[steiner] Hesse, Gurdjieff, Sufis, etc.
- Dear friends,I'd appreciate any further information on meetings or other interactions between Steiner and other now-recognized figures of his time -- especially spiritual teachers, especially Gurdjieff, and especially contemporary records such as diary entries. Various stories circulate concerning Steiner and Gurdjieff; anyone know of any evidence for or against any of them?At the risk of contributing to a preponderance of gossip-over-evidence in such matters, I can offer one story about another teacher's visit to Dornach around 1920. I found this in an authoritative-seeming book about Sufism in the west (published approx. 15 years ago). It said that on his travels, a teacher who brought Sufism to the west * visited the (First) Goetheanum, and commented on its form to the following effect: such a building would not likely be allowed to stand. I think the passage implied that the reason for this comment was the building's public revealing of sacred forms. I also think that the implication wasn't that the sanction would necessarily come from earthly sources. The passage did note that the Goetheanum burned down not long after.* I believe the Sufi teacher was Hazrat Inayat Khan, founder of the Sufi Order in the West. (This 'Order' seems to have spawned two offspring organizations: the Sufi Order International, headed until recently by one of Hazrat's sons, the late Pir Vilayat Inayat Khan, and now by his grandson, Pir Zia Inayat Khan; and the International Sufi movement headed by anther son, composer Hidayat Inayat Khan.Joseph Proskauer----- Original Message -----From: DoctorStarman@...Sent: Wednesday, November 24, 2004 2:51 PMSubject: Re: [steiner] HesseIn a message dated 11/23/2004 4:35:40 AM Eastern Standard Time, tma4cbt@... writes:
In his book "Steppenwolf" he prophesied the coming of "The Russian
man." This was a creature of nightmare who is no longer Homo
sapiens, but an existential monster who rejects all thought and all
human values: even his principium individuation or sense of self.
"He reaches forth beyond prohibitions, beyond natural instinct,
beyond morality.

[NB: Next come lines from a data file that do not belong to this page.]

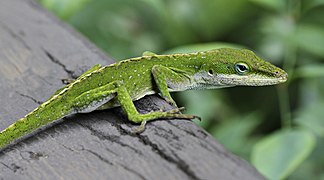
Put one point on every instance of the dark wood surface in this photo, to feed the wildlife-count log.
(36, 52)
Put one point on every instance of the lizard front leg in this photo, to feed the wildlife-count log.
(168, 78)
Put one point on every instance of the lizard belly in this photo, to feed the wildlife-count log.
(114, 102)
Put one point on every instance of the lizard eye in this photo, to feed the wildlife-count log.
(241, 68)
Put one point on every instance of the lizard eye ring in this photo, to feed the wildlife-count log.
(241, 68)
(210, 72)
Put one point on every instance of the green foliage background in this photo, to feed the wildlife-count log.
(279, 129)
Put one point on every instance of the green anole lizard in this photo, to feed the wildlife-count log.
(122, 83)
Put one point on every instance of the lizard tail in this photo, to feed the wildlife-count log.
(32, 122)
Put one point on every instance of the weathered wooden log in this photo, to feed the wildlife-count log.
(36, 52)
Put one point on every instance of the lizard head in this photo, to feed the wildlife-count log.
(231, 67)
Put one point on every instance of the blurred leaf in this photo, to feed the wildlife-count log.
(310, 71)
(278, 5)
(279, 154)
(311, 39)
(202, 47)
(312, 118)
(235, 133)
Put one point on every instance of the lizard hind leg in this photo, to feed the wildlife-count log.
(133, 115)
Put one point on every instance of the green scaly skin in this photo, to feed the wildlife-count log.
(122, 83)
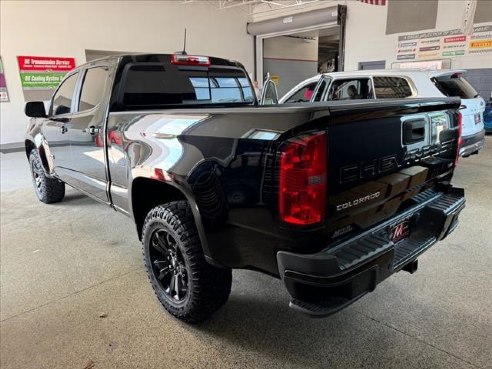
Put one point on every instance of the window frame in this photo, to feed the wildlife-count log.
(412, 86)
(344, 78)
(316, 83)
(81, 85)
(74, 95)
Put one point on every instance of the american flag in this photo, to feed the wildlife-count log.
(373, 2)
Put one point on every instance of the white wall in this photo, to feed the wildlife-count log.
(366, 39)
(67, 28)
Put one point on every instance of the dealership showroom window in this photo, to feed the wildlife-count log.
(246, 184)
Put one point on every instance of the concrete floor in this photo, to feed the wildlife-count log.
(64, 266)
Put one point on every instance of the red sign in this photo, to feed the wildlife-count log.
(40, 63)
(455, 39)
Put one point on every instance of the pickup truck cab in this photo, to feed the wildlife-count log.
(398, 83)
(332, 198)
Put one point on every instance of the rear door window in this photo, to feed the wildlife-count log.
(62, 100)
(304, 94)
(350, 89)
(455, 85)
(321, 89)
(155, 85)
(391, 87)
(93, 88)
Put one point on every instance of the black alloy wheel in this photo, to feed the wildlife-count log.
(186, 285)
(48, 190)
(168, 265)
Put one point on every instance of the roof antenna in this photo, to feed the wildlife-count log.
(184, 47)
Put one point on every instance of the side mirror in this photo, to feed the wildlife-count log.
(35, 109)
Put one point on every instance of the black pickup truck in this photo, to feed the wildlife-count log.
(332, 198)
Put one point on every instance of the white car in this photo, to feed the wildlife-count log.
(379, 84)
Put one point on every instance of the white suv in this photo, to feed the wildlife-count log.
(379, 84)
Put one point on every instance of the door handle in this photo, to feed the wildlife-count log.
(92, 130)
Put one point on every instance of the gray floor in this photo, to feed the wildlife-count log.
(64, 266)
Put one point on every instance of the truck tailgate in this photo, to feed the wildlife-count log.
(378, 162)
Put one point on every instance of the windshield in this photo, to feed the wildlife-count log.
(455, 85)
(157, 85)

He is the man who has grasped the idea of freeing
himself, and on the other side, beyond the veil, beyond the
principium individuationis, of turning back again. The ideal man of
the Karamazovs loves nothing and everything, does nothing and
everything. He is primeval matter, monstrous soul-stuff. He cannot
live in this form; he can only pass on."
This is a man who transcended his humanity (his moral nature) in
favor of developing his universal self. He becomes, in essence, a
human without humanity. He has transcended his humanity in favor of
that which is beyond human, to that which is simultaneously
boundless and universal, yet also immoral and primeval.

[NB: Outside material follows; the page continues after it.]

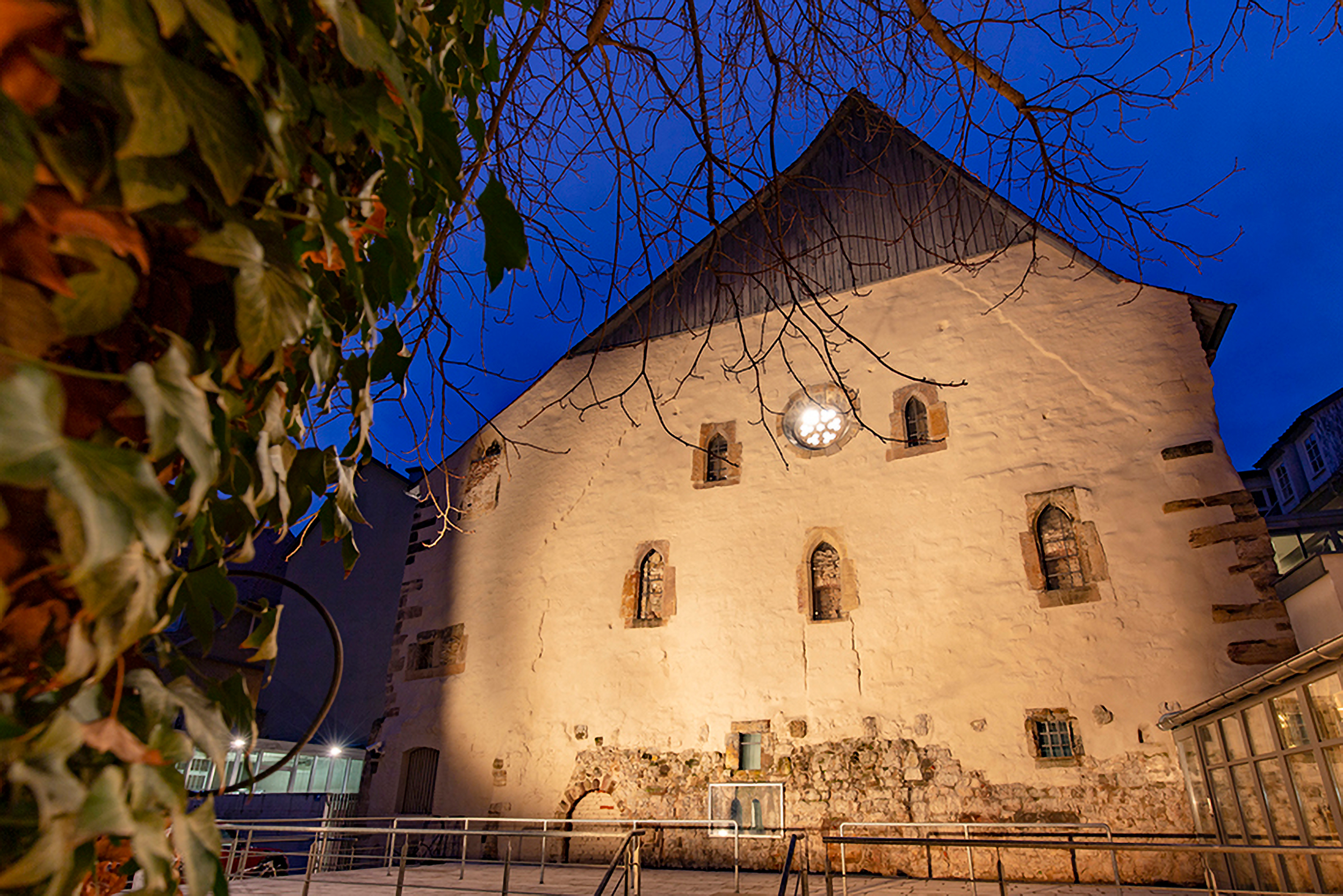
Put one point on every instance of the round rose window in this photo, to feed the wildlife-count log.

******* By the way, Hesse was enough of a pupil of Steiner so that when Dr. Steiner issued his call for a Threefold Social Order in the chaos after WWI, Hesse was one of the signatories. Not sure how much he was in the movement, but apparently more than Kafka (who only dabbled in Theosophy a bit, but did have a meeting with Steiner he recorded in his diary----as did Gurdjieff, for historical interest).